The bogus story claimed that Murdoch had died after ingesting a "large quantity of palladium" (a rare metal*) before stumbling into his "famous topiary garden" (an in-joke reference to Topiary, the most famous member of LulzSec).
Later the same trick was used to redirect visitors of The Sun's website to LulzSec's Twitter feed.
Both hacks relied on exploiting security weaknesses on a site called new-times.co.uk/sun, which had been set up by News International while it was building a paywall for The Times. Hackers used an exploit, identified by The Guardian as likely to be a "local file inclusion" program, to exploit vulnerabilities in order to gain administrative control of this site. The site, although retired, was still linked to NI's Content Management System.
The level of compromised access may have allowed LulzSec access to NI's email database, but this remains unclear.

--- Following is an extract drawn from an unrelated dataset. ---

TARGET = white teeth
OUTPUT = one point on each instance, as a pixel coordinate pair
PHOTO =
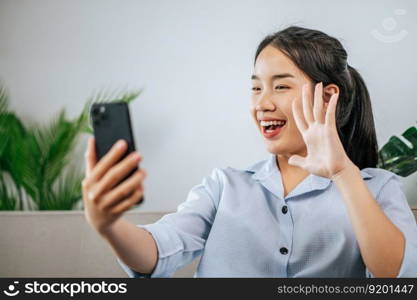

LulzSec famously disbanded last month after 50 days of mayhem that saw it attack numerous targets including FBI-affiliated security consultancies, UK police agency SOCA, numerous games publishers and Sony. In an update to its Twitter feed the group said it couldn't resist returning for one last gig. "Thank you for the love tonight. I know we quit, but we couldn't sit by with our wine watching this walnut-faced Murdoch clowning around."
The websites of The Sun and The Times were pulled down on Monday following the hack. Both have been restored. The server behind new-times.co.uk has been taken offline, probably permanently.
Meanwhile, the very-much-alive Rupert Murdoch is due to face a grilling from Parliament later today, when he will be expected to answer questions on the News of the World voicemail hacking scandal.